Page 46 of The Curse Workers


Font Size:  

“Uh, hi,” I say. “You must be Daneca’s brother.”

“Screw you,” the kid says, and walks back up the stairs.

“In here,” Daneca’s mom calls, and I head in that direction. Daneca’s waiting for me near a half-open door to a room filled to its high ceilings with books. Mrs. Wasserman sits on a small sofa near a desk.

“Get lost?” Daneca asks me.

“It’s a big house,” I say.

“Well, bring him in,” Mrs. Wasserman says, and Daneca ushers me inside. She flops down onto her mother’s wooden desk chair and spins it a little with her foot.

I am left to perch on the edge of a brown leather ottoman.

“It’s nice to meet you,” I say.

“Really?” Mrs. Wasserman has a whole mess of light brown curly hair that she doesn’t seem interested in corralling. Her bare feet are tucked up under a soft-looking oatmeal throw. “I’m glad. I heard that you were a little bit wary of us.”

“I don’t want to disappoint you, but I’m not a worker,” I tell her. “I thought maybe there was some misunderstanding.”

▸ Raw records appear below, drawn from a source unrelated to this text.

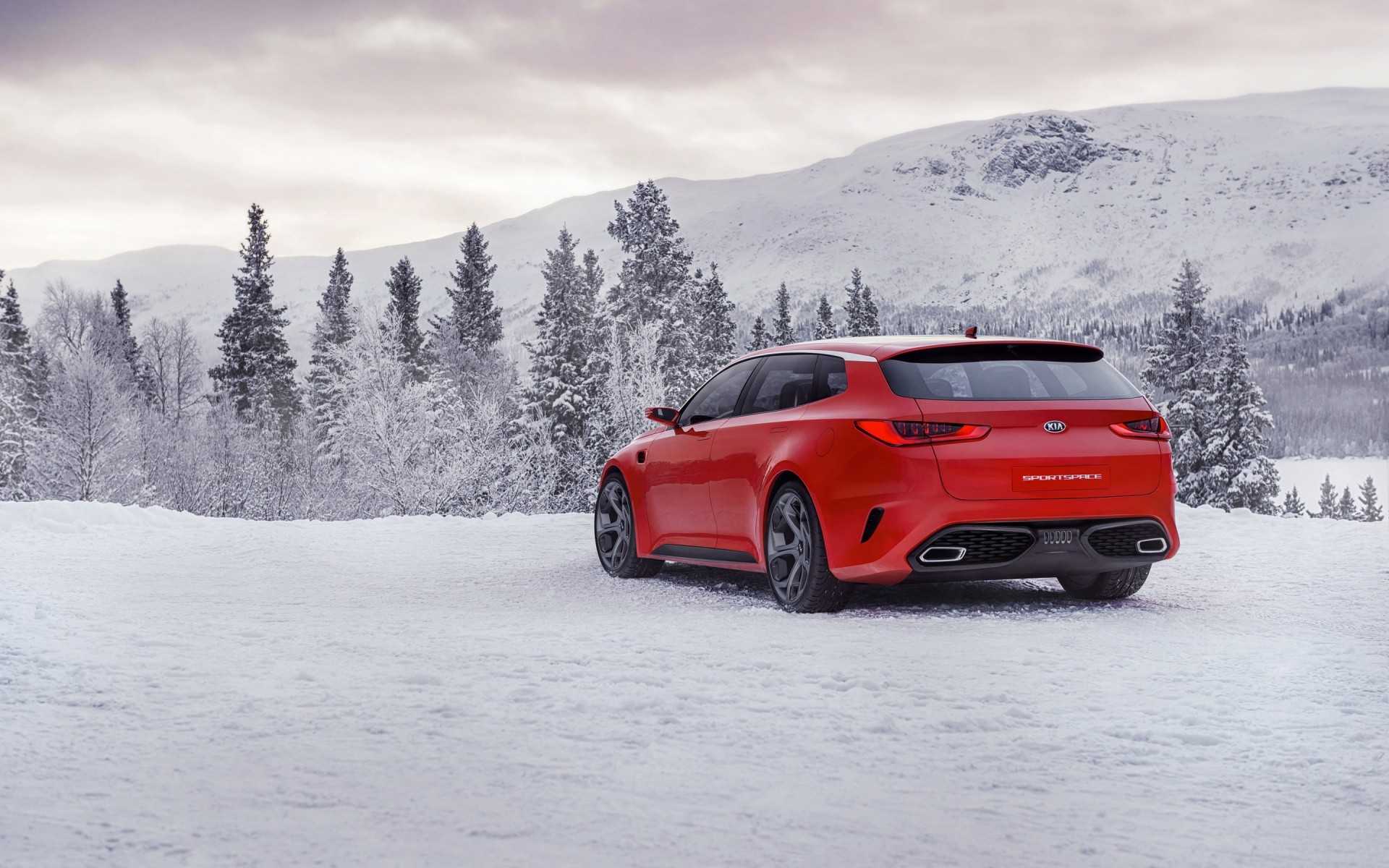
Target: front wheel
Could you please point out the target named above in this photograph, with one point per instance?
(1113, 585)
(614, 534)
(797, 564)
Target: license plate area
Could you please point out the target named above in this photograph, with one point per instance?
(1059, 538)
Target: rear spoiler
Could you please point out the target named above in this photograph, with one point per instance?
(1021, 350)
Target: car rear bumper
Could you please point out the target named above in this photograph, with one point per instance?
(1034, 539)
(1041, 549)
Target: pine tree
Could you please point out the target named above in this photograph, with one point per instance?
(1236, 453)
(655, 286)
(258, 373)
(403, 309)
(332, 332)
(18, 399)
(871, 324)
(1180, 367)
(129, 349)
(1346, 507)
(715, 333)
(658, 267)
(1327, 502)
(560, 391)
(1370, 509)
(592, 279)
(824, 320)
(782, 330)
(760, 338)
(475, 320)
(853, 305)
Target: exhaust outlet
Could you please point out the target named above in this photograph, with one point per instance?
(942, 555)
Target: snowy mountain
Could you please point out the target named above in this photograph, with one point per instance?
(1278, 196)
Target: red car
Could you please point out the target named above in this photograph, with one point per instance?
(885, 460)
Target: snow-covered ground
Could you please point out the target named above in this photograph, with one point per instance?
(181, 691)
(1307, 474)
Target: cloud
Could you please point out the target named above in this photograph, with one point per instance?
(365, 122)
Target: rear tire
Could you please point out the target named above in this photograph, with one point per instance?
(797, 566)
(614, 534)
(1113, 585)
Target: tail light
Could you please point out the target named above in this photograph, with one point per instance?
(916, 434)
(1155, 428)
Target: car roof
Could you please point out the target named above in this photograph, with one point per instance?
(886, 346)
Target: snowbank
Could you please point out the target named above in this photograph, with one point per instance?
(475, 692)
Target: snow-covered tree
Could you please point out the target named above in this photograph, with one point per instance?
(656, 273)
(558, 401)
(173, 363)
(635, 378)
(824, 320)
(474, 323)
(1236, 453)
(129, 349)
(759, 338)
(783, 331)
(1346, 506)
(871, 326)
(72, 321)
(715, 333)
(258, 373)
(853, 305)
(84, 449)
(1327, 502)
(403, 309)
(18, 399)
(1370, 509)
(560, 393)
(332, 331)
(1180, 367)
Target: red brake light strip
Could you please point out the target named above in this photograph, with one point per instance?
(919, 434)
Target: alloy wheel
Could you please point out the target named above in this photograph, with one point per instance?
(789, 546)
(614, 525)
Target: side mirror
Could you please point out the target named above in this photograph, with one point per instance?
(663, 416)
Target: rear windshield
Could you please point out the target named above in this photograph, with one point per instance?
(1006, 373)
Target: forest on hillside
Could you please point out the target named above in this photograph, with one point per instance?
(402, 414)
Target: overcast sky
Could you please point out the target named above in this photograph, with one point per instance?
(128, 124)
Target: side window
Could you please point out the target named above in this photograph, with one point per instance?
(782, 382)
(718, 398)
(831, 378)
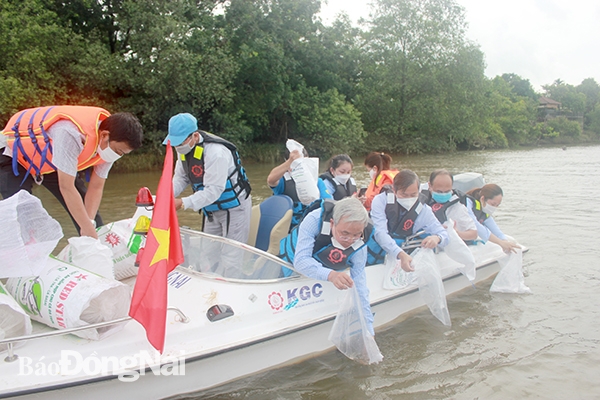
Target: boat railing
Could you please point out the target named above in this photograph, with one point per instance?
(181, 317)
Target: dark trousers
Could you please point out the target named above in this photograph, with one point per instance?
(11, 184)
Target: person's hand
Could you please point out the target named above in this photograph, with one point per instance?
(430, 242)
(178, 204)
(340, 280)
(405, 260)
(508, 247)
(89, 230)
(294, 155)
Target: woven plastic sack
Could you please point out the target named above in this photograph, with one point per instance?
(305, 173)
(430, 283)
(350, 332)
(90, 254)
(63, 296)
(27, 237)
(510, 279)
(14, 321)
(458, 251)
(122, 242)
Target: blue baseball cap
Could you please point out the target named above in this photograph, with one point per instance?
(180, 127)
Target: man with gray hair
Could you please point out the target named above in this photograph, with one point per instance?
(329, 241)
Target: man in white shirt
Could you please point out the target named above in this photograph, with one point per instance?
(212, 166)
(80, 138)
(447, 203)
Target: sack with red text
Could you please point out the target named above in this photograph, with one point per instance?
(119, 238)
(64, 296)
(28, 235)
(14, 321)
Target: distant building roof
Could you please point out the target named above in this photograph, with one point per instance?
(548, 101)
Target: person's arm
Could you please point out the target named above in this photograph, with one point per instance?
(180, 179)
(379, 218)
(277, 172)
(74, 203)
(490, 223)
(329, 187)
(482, 231)
(357, 271)
(426, 220)
(304, 262)
(93, 196)
(463, 223)
(323, 192)
(218, 163)
(506, 245)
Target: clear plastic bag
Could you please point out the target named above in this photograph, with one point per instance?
(88, 253)
(430, 283)
(28, 235)
(510, 279)
(458, 251)
(350, 332)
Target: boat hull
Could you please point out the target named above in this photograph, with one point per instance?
(275, 323)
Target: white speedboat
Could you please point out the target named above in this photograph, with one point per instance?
(230, 316)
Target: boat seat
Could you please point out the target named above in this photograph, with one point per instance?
(270, 222)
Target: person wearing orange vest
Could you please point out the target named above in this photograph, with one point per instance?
(378, 165)
(50, 145)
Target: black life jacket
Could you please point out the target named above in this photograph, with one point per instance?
(323, 249)
(341, 191)
(439, 209)
(399, 228)
(476, 207)
(193, 164)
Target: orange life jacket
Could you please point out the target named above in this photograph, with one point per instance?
(31, 147)
(385, 177)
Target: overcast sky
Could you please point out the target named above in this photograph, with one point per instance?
(540, 40)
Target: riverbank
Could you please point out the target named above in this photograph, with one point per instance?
(267, 153)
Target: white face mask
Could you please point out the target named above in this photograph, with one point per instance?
(372, 173)
(407, 202)
(108, 154)
(337, 244)
(342, 178)
(488, 209)
(184, 148)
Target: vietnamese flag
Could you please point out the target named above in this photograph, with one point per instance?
(162, 253)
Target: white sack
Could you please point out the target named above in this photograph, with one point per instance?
(88, 253)
(122, 242)
(458, 251)
(510, 278)
(14, 321)
(430, 283)
(64, 296)
(305, 173)
(27, 237)
(395, 277)
(350, 332)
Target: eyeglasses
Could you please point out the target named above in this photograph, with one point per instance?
(348, 236)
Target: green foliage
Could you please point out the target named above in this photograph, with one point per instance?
(259, 71)
(326, 124)
(564, 127)
(567, 95)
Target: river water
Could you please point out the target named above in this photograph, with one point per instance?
(544, 345)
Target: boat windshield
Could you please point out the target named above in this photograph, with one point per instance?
(222, 257)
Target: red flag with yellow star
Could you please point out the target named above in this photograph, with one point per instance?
(162, 253)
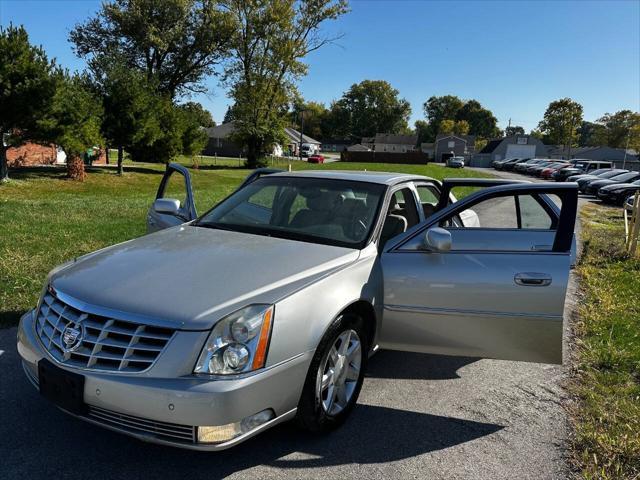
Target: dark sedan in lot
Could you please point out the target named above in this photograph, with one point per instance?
(585, 179)
(509, 166)
(616, 194)
(592, 187)
(522, 167)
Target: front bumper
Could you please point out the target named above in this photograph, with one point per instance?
(146, 407)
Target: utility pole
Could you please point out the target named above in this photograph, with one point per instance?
(301, 128)
(624, 160)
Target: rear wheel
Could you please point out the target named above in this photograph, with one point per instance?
(335, 376)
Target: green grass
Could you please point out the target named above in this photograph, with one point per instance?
(47, 219)
(607, 384)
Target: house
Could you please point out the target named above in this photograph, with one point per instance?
(335, 144)
(514, 146)
(293, 142)
(221, 144)
(391, 143)
(358, 147)
(450, 145)
(429, 149)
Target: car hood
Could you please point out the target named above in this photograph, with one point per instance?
(602, 183)
(620, 187)
(190, 277)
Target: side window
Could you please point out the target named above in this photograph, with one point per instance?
(402, 204)
(505, 212)
(429, 196)
(176, 188)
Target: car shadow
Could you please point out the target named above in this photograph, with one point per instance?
(38, 435)
(415, 366)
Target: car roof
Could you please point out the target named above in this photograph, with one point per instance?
(385, 178)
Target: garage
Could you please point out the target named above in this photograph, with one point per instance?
(520, 151)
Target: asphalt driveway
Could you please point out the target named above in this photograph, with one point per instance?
(419, 416)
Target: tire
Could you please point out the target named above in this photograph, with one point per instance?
(316, 412)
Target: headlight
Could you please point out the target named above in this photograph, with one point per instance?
(238, 343)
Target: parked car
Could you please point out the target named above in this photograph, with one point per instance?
(267, 307)
(316, 158)
(537, 168)
(595, 173)
(499, 164)
(592, 187)
(618, 193)
(582, 167)
(455, 162)
(511, 165)
(551, 169)
(587, 178)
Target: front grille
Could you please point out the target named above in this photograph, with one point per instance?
(106, 343)
(163, 430)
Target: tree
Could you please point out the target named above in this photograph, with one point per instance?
(461, 127)
(229, 116)
(515, 130)
(450, 107)
(175, 43)
(27, 85)
(613, 129)
(200, 116)
(437, 109)
(447, 126)
(423, 131)
(482, 122)
(194, 135)
(560, 123)
(589, 133)
(271, 39)
(314, 118)
(373, 106)
(130, 110)
(73, 121)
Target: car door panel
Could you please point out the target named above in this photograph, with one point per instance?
(187, 212)
(497, 294)
(473, 306)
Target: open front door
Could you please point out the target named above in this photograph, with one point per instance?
(174, 202)
(495, 289)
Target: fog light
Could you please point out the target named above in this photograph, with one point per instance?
(218, 434)
(224, 433)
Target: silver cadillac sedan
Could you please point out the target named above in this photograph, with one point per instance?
(266, 308)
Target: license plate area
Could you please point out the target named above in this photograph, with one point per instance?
(62, 388)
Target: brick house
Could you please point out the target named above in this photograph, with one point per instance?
(32, 154)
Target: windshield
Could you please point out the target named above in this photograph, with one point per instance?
(625, 176)
(611, 173)
(334, 212)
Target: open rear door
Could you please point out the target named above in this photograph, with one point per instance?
(495, 289)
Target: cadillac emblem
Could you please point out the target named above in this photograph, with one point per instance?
(71, 337)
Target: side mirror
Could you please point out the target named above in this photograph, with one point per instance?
(437, 239)
(167, 206)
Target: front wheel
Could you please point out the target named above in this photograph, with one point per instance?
(335, 376)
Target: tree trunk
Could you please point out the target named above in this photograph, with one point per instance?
(252, 153)
(120, 158)
(75, 168)
(4, 168)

“Do you know where the term ‘worker’ comes from?” she asks, leaning forward, ignoring my floundering.

“Working magic?” I ask.

“It’s much more modern than that,” she says. “Long, long ago, we were called theurgists. But from about the seventeenth century until the 1930s, we were called dab hands. The term ‘worker’ comes from the work camps. When the ban was passed, no one knew how to actually enforce it, so people waited for prosecution in labor camps. It took the government a long time to figure out how to conduct a trial. Some people waited years. That’s where the crime families started—in those camps. They started recruiting. The ban created organized crime as we know it.

“In Australia, for instance, where working has never been illegal, there is no real syndicate with the kind of power our crime families have. And in Europe the families are so entrenched that they are practically a second royalty.”

“Some people think workers are royalty,” I say, thinking of my mother. “And Australia never made curse work illegal because it was founded by curse workers—or dab hands or whatever—who’d been sent to a penal colony.”

“You do know your history, but I want you to look at something.” Mrs. Wasserman places a stack of large black-and-white photos in front of me. Men and women with their hands cut off, balancing bowls on their heads. “This is what used to happen to workers all over the world—and still does in some places. People talk about how workers abused their power, about how they were the real power behind thrones, kingmakers, but you have to understand that most workers were in small villages. Many still are. And violence against them isn’t taken seriously.”

She’s right about that. Hard to take violence seriously when workers are the ones with all the advantages. I look at the pictures again. My eyes keep stopping on the brutal, jagged flesh, healed dark and probably burned.

She sees me staring.

“The surprising thing,” she says, “is that some of them have learned to work with their feet.”

“Really?” I look up at her.

She smiles. “If more people knew that, I don’t know if gloves would be as popular. Wearing gloves goes back as far as the Byzantine Empire. Back then people wore them to protect themselves from what they called the touch. They believed that demons walked among people and their touch brought chaos and terror. Back then workers were thought to be demons who could be bargained with for great rewards. If you had a worker baby, it was because a demon had gotten inside of it. Justinian the first—the emperor—took all those babies and raised them in an enormous tower to be an unstoppable demon army.”

“Why are you telling me this? I know workers have been thought of lots of different idiotic ways.”

“Because Zacharov and those other heads of crime families are doing the same thing. Their people hang around bus stations in the big cities waiting for the runaways. They give them a place to stay and a few little jobs, and before they know it, they’re like the Byzantine child-demons, in so much debt that they might as well be prisoners or prostitutes.”

“We have a boy staying with us,” Daneca says. “Chris. His parents threw him out.”

I think of the blond boy on the stairs.

Mrs. Wasserman gives Daneca a stern look. “That’s Chris’s story to tell.”

“I have to get going,” I say, standing. I’m uncomfortable; I feel like my skin is too tight. I have to get out of this conversation.

“I want you to know that when you’re ready, I can help you,” she says. “You could save a lot of boys from towers.”

“I’m not who you think I am,” I say. “I’m not a worker.”

“You don’t have to be,” Mrs. Wasserman says. “You know things, Cassel. Things that could help people like Chris.”